Europa und das Virus
Es wird viel davon gesprochen, was wir alles lernen, im Zeichen von Corona. Abstand zu halten, aus Solidarität miteinander. „Vermummung“ als Teil unserer Kultur, und nicht als verbotene Fremdheit. Masken zu tragen, nicht um sich selbst zu schützen, sondern aus Verantwortung für andere. Bekenntnisse zum Schulden-Machen – und das von Wirtschaftsliberalen. Extraflüge für die noch vor einem Jahr als Sozialschmarotzer beschimpften ausländischen Arbeitskräfte, ohne die weder Pflege noch Ernte in Österreich denkbar sind. Ja und wir nehmen sogar zur Kenntnis, dass die EU schon Ende Jänner den Mitgliedsstaaten angeboten hat, ihnen bei der Beschaffung von Schutzausrüstung zu helfen. Nö, wir kommen alleine klar, war die Antwort.
„Oder eine Demokratie, in der gemeinsame Interessen auch gemeinsame Entscheidungen verlangen?“
Fast alle Minister können mittlerweile sogar aussprechen, dass mit „wir“ alle in Österreich lebenden Menschen gemeint sind. Nur der Kanzler schafft das noch nicht.
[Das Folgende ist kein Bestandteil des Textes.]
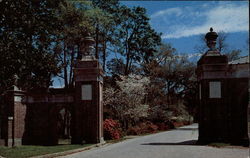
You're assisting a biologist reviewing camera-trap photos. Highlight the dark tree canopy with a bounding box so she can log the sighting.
[0,0,162,93]
[0,0,64,93]
[114,6,162,75]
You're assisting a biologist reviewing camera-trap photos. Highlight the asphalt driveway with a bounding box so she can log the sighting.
[61,124,249,158]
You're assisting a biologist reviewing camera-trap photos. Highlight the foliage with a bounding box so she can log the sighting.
[104,42,195,132]
[140,43,196,125]
[54,1,99,88]
[173,122,184,128]
[103,119,122,140]
[103,75,150,129]
[127,121,158,135]
[91,0,120,71]
[0,0,64,93]
[112,6,161,75]
[0,0,162,92]
[145,43,196,96]
[155,122,171,131]
[143,43,196,120]
[107,58,126,75]
[226,49,241,62]
[88,2,162,75]
[0,0,195,135]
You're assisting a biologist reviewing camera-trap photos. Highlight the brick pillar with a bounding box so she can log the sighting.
[1,86,26,146]
[197,28,249,146]
[71,58,104,144]
[197,55,249,146]
[197,54,229,144]
[7,116,14,147]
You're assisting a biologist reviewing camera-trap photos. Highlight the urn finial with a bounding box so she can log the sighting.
[78,33,95,60]
[205,27,218,51]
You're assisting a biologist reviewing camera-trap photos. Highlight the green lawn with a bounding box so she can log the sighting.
[208,142,230,148]
[0,144,91,158]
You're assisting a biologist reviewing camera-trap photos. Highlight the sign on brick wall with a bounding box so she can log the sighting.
[81,84,92,100]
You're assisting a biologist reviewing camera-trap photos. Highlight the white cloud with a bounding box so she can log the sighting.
[187,53,202,58]
[151,7,183,18]
[175,53,202,59]
[152,3,249,39]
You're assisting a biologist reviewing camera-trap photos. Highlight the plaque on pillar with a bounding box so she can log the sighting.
[209,81,221,98]
[81,84,92,100]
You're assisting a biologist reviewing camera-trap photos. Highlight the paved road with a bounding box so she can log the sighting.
[61,124,249,158]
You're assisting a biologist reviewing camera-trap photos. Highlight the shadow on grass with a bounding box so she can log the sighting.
[141,140,198,146]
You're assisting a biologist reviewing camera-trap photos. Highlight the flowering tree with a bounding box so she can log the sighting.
[103,75,149,129]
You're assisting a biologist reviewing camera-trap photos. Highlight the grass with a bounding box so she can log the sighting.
[0,144,92,158]
[208,142,230,148]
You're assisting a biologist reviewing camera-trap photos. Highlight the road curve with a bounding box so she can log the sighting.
[60,124,249,158]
Sobald er alleine Interviews gibt, kann es eigenwillig werden. Da erklärt er der „Bild“-Zeitung, es wäre Israels Ministerpräsident Netanjahu gewesen, der ihn wachgerüttelt hätte. Gemeint war eine Videokonferenz mit verschiedenen europäischen Staatschefs am 9. März, an dem Tag, an dem Italien den Ausnahmezustand auf das ganze Land ausdehnte. Aber zuzugeben, dass man sich von den Italienern hätte aufwecken lassen, das ginge zu weit. Erst müsste man die Wahrheit sagen, und am Ende kämen Coronabonds. Ein paar Tage später droht er in der „Kronen Zeitung“ eine kritische Diskussion über die EU an, weil ein Lastwagen mit Hilfslieferungen an der deutschen Grenze festgesessen hätte. Von der EU dort festgehalten? Am 10. März hatten die EU-Regierungschefs immerhin gemeinsam beschlossen, nationale Maßnahmen miteinander abzustimmen. Um einen Tag danach von der österreichischen Schließung der Brennergrenze ohne Vorwarnung überrascht zu werden.
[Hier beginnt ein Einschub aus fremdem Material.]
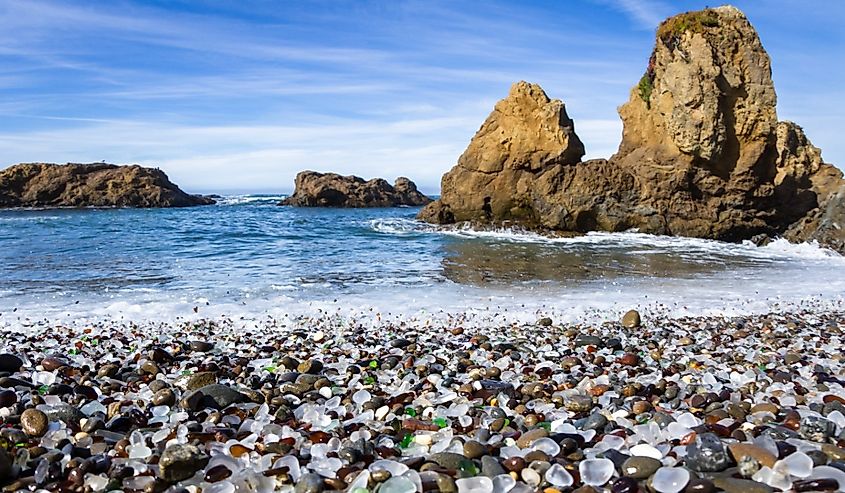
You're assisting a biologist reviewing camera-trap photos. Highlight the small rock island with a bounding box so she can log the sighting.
[280,171,431,208]
[0,162,214,208]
Nun sind wir in Phase 2, und müssen uns langsam auf das einstellen, was der Kanzler „neue Normalität“ nennt. Das heißt auch, wir müssen uns Gedanken darüber machen, was WIR für eine EU wollen. Einen zahnlosen Tiger ohne Kompetenzen, der dabei zuschauen muss, wie jeder macht, was er will, nur um dann als Sündenbock zu dienen? Eine Versammlung von nationalen Häuptlingen, die nur versuchen, sich die Probleme gegenseitig zuzuschieben? Oder eine Demokratie, in der gemeinsame Interessen auch gemeinsame Entscheidungen verlangen? Mit Knauserei beim EU-Budget und der wohlfeilen Schelte auf die „Brüsseler Bürokraten“ wird das nächste Virus Europa so unvorbereitet treffen wie das jetzige.
Hanno Loewy ist Direktor des Jüdischen Museums in Hohenems.